A Prom to Remember(12)



But it didn’t.

And she couldn’t put her finger on why.

They weren’t exactly a booty call couple, and definitely not on a Tuesday night. Normally she would have just said no, she wasn’t allowed out, but that was how bored she was with her AP Spanish homework. He probably needed help with his trig and was trying to be coy about it. That had to be why she wasn’t excited. He was so predictable.

For a long minute at a stoplight, Cora considered blowing Jamie off and texting Teagan and Josie to meet her at Starbucks. It was a feeling she was experiencing more and more lately. Unfortunately, she rarely had time to examine feelings like that.

Cora pulled up in front of Jamie’s house and sent out a quick “I’m here” text. She was surprised when she got an immediate response telling her to go around to the backyard, only making her more curious. Homework alfresco? That didn’t sound like Jamie.

When she walked around back, Jamie was standing on the edge of the deck. The sun was starting to set, and he had lit what looked like at least twenty or thirty votive candles and lined the ledge of the deck with them.

“Hey,” he said with a grin.

“Hey,” she replied. “What’s going on?”

“Come on up,” he said, gesturing with the grace of a game show host.

Cora slowly walked up the stairs, taking in the whole scene. The word PROM was spelled out in roses on the picnic table, and Cora couldn’t help shaking her head.

“You’re sort of ridiculous, you know that, right?” she said.

“Oh, totally. I have no qualms about my ridiculousness,” he agreed. “But I also knew you would yell at me if I dared to pull something like this at school.”

“Well, yes. And all these candles would definitely be frowned upon.”

He nodded, running a hand over his short dirty-blond hair. “So what do you say, Cora?”

“Oh,” she breathed out.

In that moment Cora saw the boy who she’d loved for almost as long as she could remember. Cute and perfect Jamie, who did everything so cutely and perfectly.

She and Jamie had been dating for over three years. It would have been longer than that if they started counting from when they first held hands at the planetarium on their seventh-grade field trip.

The two thirteen-year-olds would have definitely declared their undying love to each other then and there, like a contemporary Romeo and Juliet minus the suicide, but Cora’s parents were strict with their rule about not letting her date until she was fifteen. So, instead, they counted from Cora’s fifteenth birthday.

“Will you go with me?” he asked, his expression uncertain due to the length of her silence and probably the look on her face.

“Of course I’ll go with you, you big goof,” she said. He pulled her close and kissed her. She cut the kiss off quickly, telling herself his mom was probably watching from the sliding door in the family room.

“You really didn’t have to do all of this,” Cora said. She looked down at their intertwined hands, his light fingers woven through her darker ones.

“I didn’t?” he asked. “Oh snap. Then I take it back. I was going to ask Teagan to the prom, so I guess I’ll do that.”

“You’re completely ridiculous, you know that, right?” Cora asked.

“I am, but you like that about me, right?” he asked. She threaded her arms around his waist, and he pulled her in close. He was a few inches taller than she was these days. It was pretty funny to think that back in seventh grade when she first kissed his cheek while standing in the gift shop at that same planetarium, mere minutes after they’d first held hands, she’d had a solid two inches on him. But he caught up, as boys tend to do.

“I do like that about you,” she said.

“Good,” he said, squeezing her close.

Cora closed her eyes and pretended she felt safe and happy instead of a little bit claustrophobic. If she ignored the feeling maybe it would go away, particularly since they’d made their college plans together. In the fall, they’d both be going to Boston University. Jamie had decided to go there since it was Cora’s dream school.

The future was set for them. She had to hope she’d get past whatever this feeling was in her gut.

“And did you notice I haven’t called you babe once?” he asked.

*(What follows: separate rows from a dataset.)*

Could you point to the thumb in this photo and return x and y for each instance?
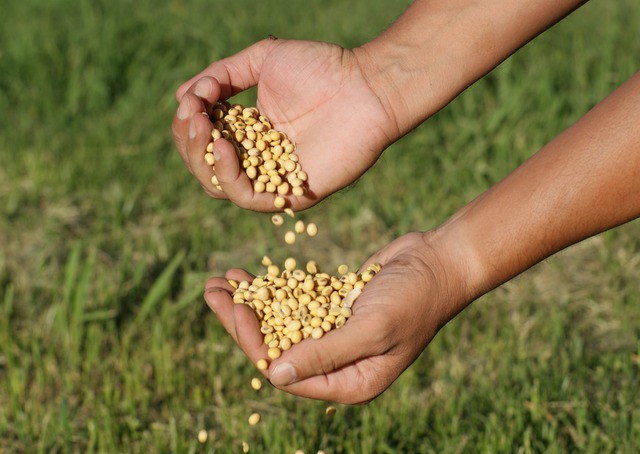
(335, 350)
(235, 73)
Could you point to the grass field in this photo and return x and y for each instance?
(105, 242)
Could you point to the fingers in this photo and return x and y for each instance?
(235, 183)
(324, 368)
(237, 319)
(235, 73)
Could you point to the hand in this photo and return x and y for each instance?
(419, 289)
(315, 92)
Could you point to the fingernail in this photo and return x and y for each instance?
(216, 152)
(283, 374)
(183, 108)
(203, 88)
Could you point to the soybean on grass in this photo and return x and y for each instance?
(105, 343)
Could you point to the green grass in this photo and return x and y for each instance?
(105, 343)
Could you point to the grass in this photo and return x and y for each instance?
(105, 343)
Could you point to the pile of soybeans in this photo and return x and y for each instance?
(291, 303)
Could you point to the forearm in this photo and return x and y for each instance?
(438, 48)
(582, 183)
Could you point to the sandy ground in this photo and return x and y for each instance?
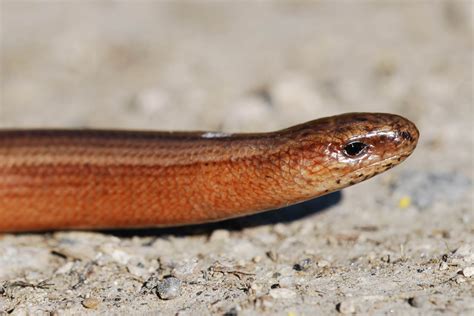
(401, 243)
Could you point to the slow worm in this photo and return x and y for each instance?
(90, 179)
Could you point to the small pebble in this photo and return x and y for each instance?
(219, 234)
(169, 288)
(286, 281)
(66, 268)
(323, 263)
(417, 301)
(282, 293)
(468, 272)
(303, 265)
(346, 307)
(443, 266)
(91, 303)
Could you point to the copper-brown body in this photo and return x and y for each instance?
(55, 179)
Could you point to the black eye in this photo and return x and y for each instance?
(354, 149)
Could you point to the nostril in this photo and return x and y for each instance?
(406, 135)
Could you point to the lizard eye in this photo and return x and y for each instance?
(354, 149)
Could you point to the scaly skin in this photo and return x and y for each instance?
(90, 179)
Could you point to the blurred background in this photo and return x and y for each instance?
(241, 66)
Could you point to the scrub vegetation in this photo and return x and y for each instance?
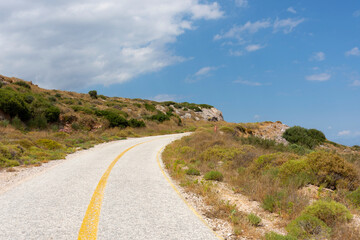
(275, 175)
(38, 125)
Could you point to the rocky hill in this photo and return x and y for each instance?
(72, 111)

She was thankful that her face was still pressed up against him so he couldn’t see her expression.





Chapter 6

Lizzie

Lizzie let out one short sigh of disappointment on Wednesday afternoon when the laptop cart was nowhere to be found in the English classroom.

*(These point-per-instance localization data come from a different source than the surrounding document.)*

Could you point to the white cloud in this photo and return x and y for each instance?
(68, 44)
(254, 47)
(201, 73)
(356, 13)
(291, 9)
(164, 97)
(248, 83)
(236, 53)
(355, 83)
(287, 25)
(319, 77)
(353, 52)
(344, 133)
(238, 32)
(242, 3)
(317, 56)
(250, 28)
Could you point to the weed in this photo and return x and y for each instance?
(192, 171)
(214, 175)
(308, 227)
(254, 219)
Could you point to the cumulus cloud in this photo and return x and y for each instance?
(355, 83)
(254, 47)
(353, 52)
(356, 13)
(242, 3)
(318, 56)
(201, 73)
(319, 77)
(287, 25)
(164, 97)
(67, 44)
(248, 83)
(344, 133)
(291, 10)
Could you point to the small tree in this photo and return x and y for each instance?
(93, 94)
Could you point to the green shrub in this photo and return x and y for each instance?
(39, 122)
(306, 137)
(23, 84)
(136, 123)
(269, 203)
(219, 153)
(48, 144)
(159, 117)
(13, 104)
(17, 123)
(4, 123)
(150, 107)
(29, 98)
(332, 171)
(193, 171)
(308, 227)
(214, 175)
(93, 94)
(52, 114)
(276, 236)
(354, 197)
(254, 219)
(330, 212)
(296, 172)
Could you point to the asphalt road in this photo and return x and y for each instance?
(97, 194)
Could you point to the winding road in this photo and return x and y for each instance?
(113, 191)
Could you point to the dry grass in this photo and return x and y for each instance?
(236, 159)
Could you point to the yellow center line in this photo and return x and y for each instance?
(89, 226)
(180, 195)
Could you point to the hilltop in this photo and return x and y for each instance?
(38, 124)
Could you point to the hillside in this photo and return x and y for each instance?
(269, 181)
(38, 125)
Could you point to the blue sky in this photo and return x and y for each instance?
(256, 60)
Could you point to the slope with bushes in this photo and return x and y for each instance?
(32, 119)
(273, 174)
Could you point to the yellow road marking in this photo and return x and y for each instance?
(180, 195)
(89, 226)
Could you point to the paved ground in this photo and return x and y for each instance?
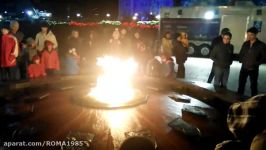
(198, 69)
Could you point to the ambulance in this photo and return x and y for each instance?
(204, 23)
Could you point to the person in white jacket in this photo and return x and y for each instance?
(43, 35)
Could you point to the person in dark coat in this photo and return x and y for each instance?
(222, 56)
(36, 69)
(8, 54)
(75, 41)
(251, 56)
(180, 53)
(49, 58)
(216, 41)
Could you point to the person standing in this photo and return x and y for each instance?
(50, 59)
(8, 54)
(21, 67)
(76, 42)
(167, 44)
(216, 41)
(43, 35)
(180, 53)
(251, 56)
(222, 56)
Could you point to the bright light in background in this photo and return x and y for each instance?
(29, 12)
(209, 15)
(48, 14)
(158, 17)
(114, 86)
(134, 17)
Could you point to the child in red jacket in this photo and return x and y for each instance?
(49, 58)
(36, 69)
(8, 54)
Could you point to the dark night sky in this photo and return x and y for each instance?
(62, 8)
(88, 8)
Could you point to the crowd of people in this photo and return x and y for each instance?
(23, 58)
(32, 57)
(251, 56)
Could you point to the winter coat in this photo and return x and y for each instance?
(41, 38)
(167, 46)
(180, 53)
(50, 60)
(252, 57)
(8, 51)
(222, 55)
(36, 70)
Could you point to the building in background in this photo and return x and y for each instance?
(141, 9)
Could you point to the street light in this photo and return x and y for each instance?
(209, 15)
(134, 17)
(157, 17)
(29, 12)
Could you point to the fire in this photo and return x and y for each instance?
(115, 85)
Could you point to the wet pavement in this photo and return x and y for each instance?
(198, 69)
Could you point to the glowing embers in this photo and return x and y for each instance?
(114, 87)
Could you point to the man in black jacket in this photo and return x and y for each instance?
(222, 56)
(216, 41)
(251, 56)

But there was no time to wallow. As soon as the bell rang, Ms. Huang told the class to break into pairs and work on the discussion questions that she was passing out.

Jacinta and Lizzie looked at each other knowingly and pushed their desks together as fast as they could. They had a silent agreement that anytime there was group work they would pair up, in part because they knew they could trust each other to hold up their side of the bargain. The rest of the class, not so much.

Having a similar work ethic, both girls opened to clean pages in their notebooks and got right to work while the rest of the class meandered around, trying to find partners and pens that weren’t completely out of ink.

Lizzie and Jacinta were already moving on to question two when Ms. Huang got called into the hallway for a moment. The class had been unsettled before that, but as soon as the door closed, they were even less settled.